Affronto il vostro dilemma da questa prospettiva perché penso che sia un dilemma ampio. Anche se non possiamo scegliere di lavorare meno per avere più tempo per l’amicizia, possiamo – almeno in una certa misura – scegliere come affrontare e dare priorità alle nostre relazioni. Se le norme relazionali dell’etero – che hanno un impatto su tutti noi – possono essere ostili all’amicizia, cosa potrebbero offrirci altri modi di essere? Non credo che sia importante se ci consideriamo o meno queer o poliamorosi. Anzi, credo che tenere certi segni di identità con una certa delicatezza – nel senso di mantenere un’apertura su chi siamo e su chi potremmo diventare in relazione ad altre persone – possa essere proprio ciò che è più generativo per costruire relazioni appaganti.

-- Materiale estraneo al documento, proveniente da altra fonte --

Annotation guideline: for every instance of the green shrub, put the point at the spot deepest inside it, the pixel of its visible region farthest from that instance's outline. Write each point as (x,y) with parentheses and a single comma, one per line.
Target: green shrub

Non possiamo – e non dovremmo cercare di – controllare il modo in cui gli altri si relazionano con noi, ma possiamo almeno in qualche misura scegliere come costruire i nostri valori relazionali. Se riusciamo a concepire le relazioni come qualcosa che “inventiamo” noi stessi, in collaborazione con gli altri, allora “fare amicizia” potrebbe assumere significati completamente nuovi.  Sembri avere le idee chiare su ciò che è importante per te nelle tue relazioni, su ciò che ti manca. Come potresti fare amicizia con persone che condividono i tuoi desideri? Non conoscendo te e i tuoi interessi, è difficile per me suggerire cose specifiche. Di recente, ho visto sbocciare i circoli sociali delle persone attraverso gruppi di basket comunitari, gruppi di lettura e scrittura e incontri orientati alla costruzione di famiglie queer. So che le persone che cerchi sono là fuori – persone con cui ti relazionerai, persone che sarebbero felici di relazionarsi con te.

Sophie K Rosa è giornalista freelance e autrice di Radical Intimacy.